MoFA: Model-based Deep Convolutional Face Autoencoder for Unsupervised Monocular Reconstruction

MoFA: Model-based Deep Convolutional Face Autoencoder for Unsupervised Monocular Reconstruction

Unsupervised Learning-Based Approach for 3D Face Reconstruction

In this video, the speaker presents a model-based face auto-encoder that integrates both optimization-based and learning-based approaches within a single framework to obtain 3D models of faces from monocular input images.

Problem Statement

  • The problem is to obtain a 3D model of the face from a monocular input image.
  • The 3D reconstruction should define the geometry and skin reflectance of the face in the scene.

Optimization-Based Approaches

  • Previous approaches used analysis by synthesis to optimize for the best 3D reconstruction given an input image or video.
  • These approaches can obtain high-quality reconstructions but are computationally expensive due to large numbers of unknowns and constraints.
  • The objective function which these problems try to minimize is non-convex, so they can get stuck in local minima.

Learning-Based Approaches

  • Recently, some learning-based approaches have been proposed that directly learn a regressor which gives us the 3D reconstruction from the input image.
  • These approaches are typically faster than optimization-based ones but lack training data of input images and their corresponding 3D reconstructions.

Model-Based Face Auto Encoder

  • This approach integrates both optimization-based and learning-based approaches within a single framework.
  • It lets us train unsupervised on real images and exploit advantages of both paradigms.

Pipeline Overview

  1. An input image goes through a convolutional encoder which gives parameters of a low-dimensional parametric model that defines the reconstruction.
  1. Once we have these parameters, we can compute the 3D reconstruction using semantics that define how each parameter influences it.
  1. The rendering passes through an image formation layer which projects it onto an image plane giving us a synthetically rendered image.
  1. A loss function compares this image with the input image and uses this loss to train our encoder.

Network Architecture

  • The convolutional encoder is not the main contribution, but in experiments, VGG face or AlexNet with a fully connected layer at the end is used.
  • The encoder gives us 257 parameters using which we can compute the 3D model of the face.
  • These parameters define rigid pose, global shape, geometric deformations, skin reflectance, expressions of the face and scene illumination.

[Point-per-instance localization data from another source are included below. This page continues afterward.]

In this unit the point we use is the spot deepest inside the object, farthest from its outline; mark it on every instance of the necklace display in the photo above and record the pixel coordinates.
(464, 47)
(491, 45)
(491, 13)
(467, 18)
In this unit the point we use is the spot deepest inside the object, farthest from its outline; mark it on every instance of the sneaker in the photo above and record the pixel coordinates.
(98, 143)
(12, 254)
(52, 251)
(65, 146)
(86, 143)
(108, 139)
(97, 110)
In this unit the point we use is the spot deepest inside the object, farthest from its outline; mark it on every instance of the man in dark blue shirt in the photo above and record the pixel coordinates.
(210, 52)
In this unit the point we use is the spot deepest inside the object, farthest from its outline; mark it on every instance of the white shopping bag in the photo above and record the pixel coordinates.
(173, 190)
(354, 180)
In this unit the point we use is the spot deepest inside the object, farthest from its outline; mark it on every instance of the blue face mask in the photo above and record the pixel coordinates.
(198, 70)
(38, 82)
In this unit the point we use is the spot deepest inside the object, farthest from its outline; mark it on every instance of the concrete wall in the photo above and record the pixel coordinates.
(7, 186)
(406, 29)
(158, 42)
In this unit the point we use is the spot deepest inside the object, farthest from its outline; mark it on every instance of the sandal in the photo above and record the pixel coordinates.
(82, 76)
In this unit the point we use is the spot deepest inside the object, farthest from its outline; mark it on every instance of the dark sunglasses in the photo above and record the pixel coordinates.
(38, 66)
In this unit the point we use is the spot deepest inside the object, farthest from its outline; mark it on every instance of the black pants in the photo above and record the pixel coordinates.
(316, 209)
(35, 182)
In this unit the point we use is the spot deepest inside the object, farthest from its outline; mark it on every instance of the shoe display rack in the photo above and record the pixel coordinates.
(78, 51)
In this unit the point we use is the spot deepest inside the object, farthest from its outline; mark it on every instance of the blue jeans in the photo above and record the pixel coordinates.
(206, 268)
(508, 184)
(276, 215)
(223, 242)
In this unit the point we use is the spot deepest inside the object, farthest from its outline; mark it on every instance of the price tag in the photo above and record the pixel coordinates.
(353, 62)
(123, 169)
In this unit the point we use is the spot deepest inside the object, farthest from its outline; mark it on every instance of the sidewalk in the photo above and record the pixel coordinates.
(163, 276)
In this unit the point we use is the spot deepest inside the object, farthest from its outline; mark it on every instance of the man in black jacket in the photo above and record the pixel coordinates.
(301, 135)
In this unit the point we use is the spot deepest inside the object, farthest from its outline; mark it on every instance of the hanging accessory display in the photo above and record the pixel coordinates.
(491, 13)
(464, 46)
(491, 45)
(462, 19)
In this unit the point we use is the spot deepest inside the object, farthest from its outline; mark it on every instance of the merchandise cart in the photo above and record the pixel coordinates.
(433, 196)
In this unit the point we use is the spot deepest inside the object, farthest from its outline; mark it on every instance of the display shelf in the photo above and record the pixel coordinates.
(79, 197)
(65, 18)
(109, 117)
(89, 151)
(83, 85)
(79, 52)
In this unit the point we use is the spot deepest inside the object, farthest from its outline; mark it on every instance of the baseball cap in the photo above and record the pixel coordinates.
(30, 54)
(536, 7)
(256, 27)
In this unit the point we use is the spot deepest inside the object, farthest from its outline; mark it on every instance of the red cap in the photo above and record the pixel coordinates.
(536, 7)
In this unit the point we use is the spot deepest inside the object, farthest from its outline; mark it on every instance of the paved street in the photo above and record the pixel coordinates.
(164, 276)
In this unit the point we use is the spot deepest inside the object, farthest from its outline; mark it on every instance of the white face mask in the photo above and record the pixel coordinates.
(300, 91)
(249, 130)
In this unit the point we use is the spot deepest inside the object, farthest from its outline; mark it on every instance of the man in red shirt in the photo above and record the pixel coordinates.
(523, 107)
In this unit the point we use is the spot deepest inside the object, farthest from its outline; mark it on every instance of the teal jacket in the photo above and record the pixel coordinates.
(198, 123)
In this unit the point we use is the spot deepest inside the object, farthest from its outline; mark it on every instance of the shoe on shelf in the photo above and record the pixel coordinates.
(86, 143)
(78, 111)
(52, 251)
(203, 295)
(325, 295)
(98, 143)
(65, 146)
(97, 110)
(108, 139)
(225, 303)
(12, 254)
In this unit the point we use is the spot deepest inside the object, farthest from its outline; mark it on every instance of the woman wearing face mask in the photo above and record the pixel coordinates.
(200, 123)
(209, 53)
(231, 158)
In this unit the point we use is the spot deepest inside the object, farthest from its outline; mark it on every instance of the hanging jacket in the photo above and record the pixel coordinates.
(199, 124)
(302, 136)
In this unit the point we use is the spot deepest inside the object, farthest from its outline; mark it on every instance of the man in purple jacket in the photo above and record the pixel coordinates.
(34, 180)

Unsupervised 3D Face Reconstruction

The speaker presents an unsupervised approach to train for 3D face reconstruction using a statistical regularizer from the parameters of the model. They show that their method works well on in-the-wild illumination settings, different expressions, and even under occlusions.

Results on Test Set

  • Final reconstruction overlaid on input image
  • Geometry, reflectance, and illumination channels of the reconstruction are shown
  • Works well on in-the-wild illumination settings, different expressions, and even under occlusions by beer or strands of hair

Comparison with Other Approaches

  • Compared to Richard Sunita's learning-based approach trained on synthetic images, this approach shows better generalizability to real images.
  • Compared to Garrido et al.'s optimization-based approach, this approach obtains similar quality results while being orders of magnitude faster.
  • Optimization-based techniques get stuck in local minima without key point based alignment between the model and input image. However, this method gives good reconstructions even without such alignment.

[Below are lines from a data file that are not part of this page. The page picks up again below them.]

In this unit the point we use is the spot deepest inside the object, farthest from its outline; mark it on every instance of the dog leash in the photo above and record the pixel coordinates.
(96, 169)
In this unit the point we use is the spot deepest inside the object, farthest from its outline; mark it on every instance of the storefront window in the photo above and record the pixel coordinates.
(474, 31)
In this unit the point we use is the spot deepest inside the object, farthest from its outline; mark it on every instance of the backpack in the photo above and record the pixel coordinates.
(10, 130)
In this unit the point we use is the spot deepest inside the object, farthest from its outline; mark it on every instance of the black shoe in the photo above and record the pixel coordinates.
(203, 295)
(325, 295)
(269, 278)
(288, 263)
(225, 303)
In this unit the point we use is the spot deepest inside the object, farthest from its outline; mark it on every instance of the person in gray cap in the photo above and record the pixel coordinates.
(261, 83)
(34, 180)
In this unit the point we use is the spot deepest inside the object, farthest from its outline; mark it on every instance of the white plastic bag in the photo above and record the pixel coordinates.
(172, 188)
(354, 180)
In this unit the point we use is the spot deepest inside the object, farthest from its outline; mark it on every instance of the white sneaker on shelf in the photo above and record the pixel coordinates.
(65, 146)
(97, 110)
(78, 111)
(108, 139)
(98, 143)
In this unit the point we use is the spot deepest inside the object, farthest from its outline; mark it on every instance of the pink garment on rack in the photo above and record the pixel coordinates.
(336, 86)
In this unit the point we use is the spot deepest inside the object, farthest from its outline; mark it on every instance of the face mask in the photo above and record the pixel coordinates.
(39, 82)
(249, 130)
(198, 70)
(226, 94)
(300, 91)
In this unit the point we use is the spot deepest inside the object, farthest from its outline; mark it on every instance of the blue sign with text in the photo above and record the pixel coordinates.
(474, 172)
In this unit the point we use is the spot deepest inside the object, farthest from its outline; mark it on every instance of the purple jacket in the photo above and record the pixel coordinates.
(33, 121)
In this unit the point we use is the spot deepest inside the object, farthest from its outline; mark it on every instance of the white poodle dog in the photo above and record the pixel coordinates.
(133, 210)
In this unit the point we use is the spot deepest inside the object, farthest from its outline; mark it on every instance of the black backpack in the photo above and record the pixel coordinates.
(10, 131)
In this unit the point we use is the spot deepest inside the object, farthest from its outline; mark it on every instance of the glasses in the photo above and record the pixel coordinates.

Applicability to Other Problems

  • The presented ideas could be applicable to other problems beyond 3D face reconstruction.
  • It could be possible to apply this approach to other domains without much resource on say reflectance models.

Q&A Session

  • Concern about how this approach handles occlusions or eyeglasses. Skin reflectance is not modeled in the parametric model but the photometric loss function used is robust enough to handle occlusions to a certain extent.
  • Possibility of modeling reflectance using this approach for harder problems.
Video description

ICCV17 | 777 | MoFA: Model-based Deep Convolutional Face Autoencoder for Unsupervised Monocular Reconstruction Ayush Tewari (MPI Informatics), Michael Zollhoefer (MPI Informatics), Hyeongwoo Kim (MPI Informatics), Pablo Garrido (MPI Informatics), Florian Bernard (University of Luxembourg), Patrick Perez (Technicolor), Christian Theobalt (MPI Informatics) In this work we propose a novel model-based deep convolutional autoencoder that addresses the highly challenging problem of reconstructing a 3D human face from a single in-the-wild color image. To this end, we combine a convolutional encoder network with an expert-designed generative model that serves as decoder. The core innovation is the differentiable parametric decoder that encapsulates image formation analytically based on a generative model. Our decoder takes as input a code vector with exactly defined semantic meaning that encodes detailed face pose, shape, expression, skin reflectance and scene illumination. Due to this new way of combining CNN-based with model-based face reconstruction, the CNN-based encoder learns to extract semantically meaningful parameters from a single monocular input image. For the first time, a CNN encoder and an expert-designed generative model can be trained end-to-end in an unsupervised manner, which renders training on very large (unlabeled) real world data feasible. The obtained reconstructions compare favorably to current state-of-the-art approaches in terms of quality and richness of representation.